まっしぐら・ヘソクリ・ついでに

 黄昏書店に入ると隆司りゅうじくんがまっしぐらにおりがみをお気に入りの箱から取り出すと。借りてきた本とにらめっことを始めた。

 しばらくは大人しくしてそうなので、氷姫ひめを連れて台所へ向かう。


 材料は帰る途中で返ってきた。作るのは永遠とわのリクエストであるオムライスだ。この前、つとむさんが作ってくれたのが忘れられなかったらしい。


『おんなじ味にはできないよ?』


 そう心配そうにたすくを見上げてくる氷姫に優しく微笑む返すだけだ。無理におんなじ味にする必要なんてないし。氷姫が作りたいように作ればいいと思ったからだ。そもそも永遠が食べたいといっただけで。永遠に作ってやるつもりなんてなかったのだから気にする必要はない。

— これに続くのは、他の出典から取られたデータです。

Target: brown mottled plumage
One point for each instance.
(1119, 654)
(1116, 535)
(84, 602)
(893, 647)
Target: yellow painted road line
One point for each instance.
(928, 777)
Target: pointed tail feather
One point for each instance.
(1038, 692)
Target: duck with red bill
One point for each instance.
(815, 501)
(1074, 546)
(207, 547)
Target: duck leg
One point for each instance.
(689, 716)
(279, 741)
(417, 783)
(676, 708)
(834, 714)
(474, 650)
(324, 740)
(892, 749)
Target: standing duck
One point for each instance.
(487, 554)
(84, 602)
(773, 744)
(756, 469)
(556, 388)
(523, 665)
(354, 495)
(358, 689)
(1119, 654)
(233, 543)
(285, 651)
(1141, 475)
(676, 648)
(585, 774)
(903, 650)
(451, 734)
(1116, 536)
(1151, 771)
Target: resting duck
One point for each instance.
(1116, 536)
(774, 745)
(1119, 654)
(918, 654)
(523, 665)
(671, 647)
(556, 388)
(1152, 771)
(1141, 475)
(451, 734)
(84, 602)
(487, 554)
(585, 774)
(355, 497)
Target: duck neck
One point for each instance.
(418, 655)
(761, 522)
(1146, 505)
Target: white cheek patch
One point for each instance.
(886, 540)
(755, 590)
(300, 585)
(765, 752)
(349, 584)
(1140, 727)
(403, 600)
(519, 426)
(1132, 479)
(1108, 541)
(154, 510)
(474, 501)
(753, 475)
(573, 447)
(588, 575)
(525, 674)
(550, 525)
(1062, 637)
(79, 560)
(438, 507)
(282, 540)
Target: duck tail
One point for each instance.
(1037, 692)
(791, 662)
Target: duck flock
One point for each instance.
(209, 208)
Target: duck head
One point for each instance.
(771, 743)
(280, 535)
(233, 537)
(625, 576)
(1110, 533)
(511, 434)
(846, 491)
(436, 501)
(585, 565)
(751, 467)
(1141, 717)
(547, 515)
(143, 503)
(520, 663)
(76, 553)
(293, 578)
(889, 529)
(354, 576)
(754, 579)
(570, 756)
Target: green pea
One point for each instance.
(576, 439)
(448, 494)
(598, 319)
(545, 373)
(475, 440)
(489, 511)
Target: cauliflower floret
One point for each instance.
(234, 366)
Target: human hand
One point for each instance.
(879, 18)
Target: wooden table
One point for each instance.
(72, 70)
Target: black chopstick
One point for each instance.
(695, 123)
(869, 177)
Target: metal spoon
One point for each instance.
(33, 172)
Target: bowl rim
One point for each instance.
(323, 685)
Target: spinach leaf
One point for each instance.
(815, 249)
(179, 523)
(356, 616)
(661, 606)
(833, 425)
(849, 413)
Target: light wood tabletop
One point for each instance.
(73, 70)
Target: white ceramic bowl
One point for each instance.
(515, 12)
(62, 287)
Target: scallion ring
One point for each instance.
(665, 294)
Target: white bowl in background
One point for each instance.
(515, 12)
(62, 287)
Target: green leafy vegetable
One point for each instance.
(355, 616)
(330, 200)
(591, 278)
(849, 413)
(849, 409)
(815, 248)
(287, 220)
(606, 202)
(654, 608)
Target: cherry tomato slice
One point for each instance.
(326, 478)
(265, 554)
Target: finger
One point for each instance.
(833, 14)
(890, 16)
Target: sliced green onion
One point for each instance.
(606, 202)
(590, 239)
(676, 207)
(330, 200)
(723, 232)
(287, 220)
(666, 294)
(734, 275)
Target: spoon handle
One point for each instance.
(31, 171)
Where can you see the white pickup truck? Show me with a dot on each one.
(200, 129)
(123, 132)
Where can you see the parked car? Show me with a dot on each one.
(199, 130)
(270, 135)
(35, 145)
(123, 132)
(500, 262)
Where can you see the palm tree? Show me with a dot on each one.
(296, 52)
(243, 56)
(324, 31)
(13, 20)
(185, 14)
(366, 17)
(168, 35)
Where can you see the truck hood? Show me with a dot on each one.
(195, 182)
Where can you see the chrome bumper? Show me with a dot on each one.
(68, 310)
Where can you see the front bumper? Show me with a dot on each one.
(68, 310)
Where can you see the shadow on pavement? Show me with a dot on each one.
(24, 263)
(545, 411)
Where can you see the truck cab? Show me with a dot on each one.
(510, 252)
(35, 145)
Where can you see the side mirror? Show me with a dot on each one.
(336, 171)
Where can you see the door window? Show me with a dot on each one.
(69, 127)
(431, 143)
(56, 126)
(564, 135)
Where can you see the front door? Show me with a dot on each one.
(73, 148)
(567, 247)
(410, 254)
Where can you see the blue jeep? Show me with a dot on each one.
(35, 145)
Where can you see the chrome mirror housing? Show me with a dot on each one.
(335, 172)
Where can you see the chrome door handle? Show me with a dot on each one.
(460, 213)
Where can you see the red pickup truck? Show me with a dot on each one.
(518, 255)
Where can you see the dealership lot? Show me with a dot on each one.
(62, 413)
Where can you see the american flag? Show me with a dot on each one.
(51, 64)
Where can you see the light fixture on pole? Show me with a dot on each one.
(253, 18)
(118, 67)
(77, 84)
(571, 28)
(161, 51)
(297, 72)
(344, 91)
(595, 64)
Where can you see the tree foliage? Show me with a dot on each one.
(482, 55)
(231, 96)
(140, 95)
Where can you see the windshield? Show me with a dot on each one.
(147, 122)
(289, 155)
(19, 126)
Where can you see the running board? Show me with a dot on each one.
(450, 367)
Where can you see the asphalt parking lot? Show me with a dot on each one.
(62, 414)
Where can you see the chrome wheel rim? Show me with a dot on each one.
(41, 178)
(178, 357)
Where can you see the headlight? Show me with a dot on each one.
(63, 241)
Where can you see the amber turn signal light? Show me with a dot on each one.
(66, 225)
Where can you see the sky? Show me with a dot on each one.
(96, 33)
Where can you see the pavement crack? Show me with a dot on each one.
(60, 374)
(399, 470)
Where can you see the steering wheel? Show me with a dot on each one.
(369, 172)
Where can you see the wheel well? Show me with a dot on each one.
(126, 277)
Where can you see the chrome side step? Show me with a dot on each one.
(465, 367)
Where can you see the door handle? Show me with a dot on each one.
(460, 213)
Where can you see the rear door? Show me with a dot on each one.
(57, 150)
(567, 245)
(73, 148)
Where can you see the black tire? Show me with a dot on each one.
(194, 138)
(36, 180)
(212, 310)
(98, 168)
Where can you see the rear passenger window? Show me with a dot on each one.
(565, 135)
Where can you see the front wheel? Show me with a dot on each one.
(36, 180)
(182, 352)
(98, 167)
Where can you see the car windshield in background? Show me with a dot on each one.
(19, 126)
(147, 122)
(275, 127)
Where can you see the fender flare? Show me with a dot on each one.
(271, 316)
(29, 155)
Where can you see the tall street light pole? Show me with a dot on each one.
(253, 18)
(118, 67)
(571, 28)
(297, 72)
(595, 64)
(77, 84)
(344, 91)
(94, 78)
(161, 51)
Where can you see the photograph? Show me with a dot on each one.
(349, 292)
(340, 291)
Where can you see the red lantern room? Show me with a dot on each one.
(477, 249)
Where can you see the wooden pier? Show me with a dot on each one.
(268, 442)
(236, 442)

 やんわりとそのことを告げると氷姫は安心したように見えた。そして、今はやる気に満ち溢れた目をしている。


「おい。ヘソクリ探そうぜ。あの人なら結構なもの隠してそうじゃないか。金目のものとかじゃなくて、もっと大掛かりな物語の本とか。危ない物語とか」


 相変わらずの永遠のことは無視して氷姫の動きをただただ見守る。


「おい。あからさまに無視すんなって。ただの冗談じゃないか」


 冗談に聞こえなかったのだから仕方ない。こいつなら本当にやりかねないと思っている。


「なー。佑くん。引き続き無視ですかー。本当になにかないかさがしちゃいますよー。ついでに本物のヘソクリも」


 そう言ってガサゴソと、本屋の中をあさり始めた。商品の隙間にそんなものがあるはずもないのだけれど。ハナからそんなものは期待していなくて。暇だから時間を潰そうとしているだけなのかもしれないが。


「ねえ。これでいいのかな」


 氷姫に話しかけれられて散漫していた意識が料理へと向かう。


「ああ。大丈夫そうだね」


 なかなかの手際の良さに出来上がるものが期待できそうだった。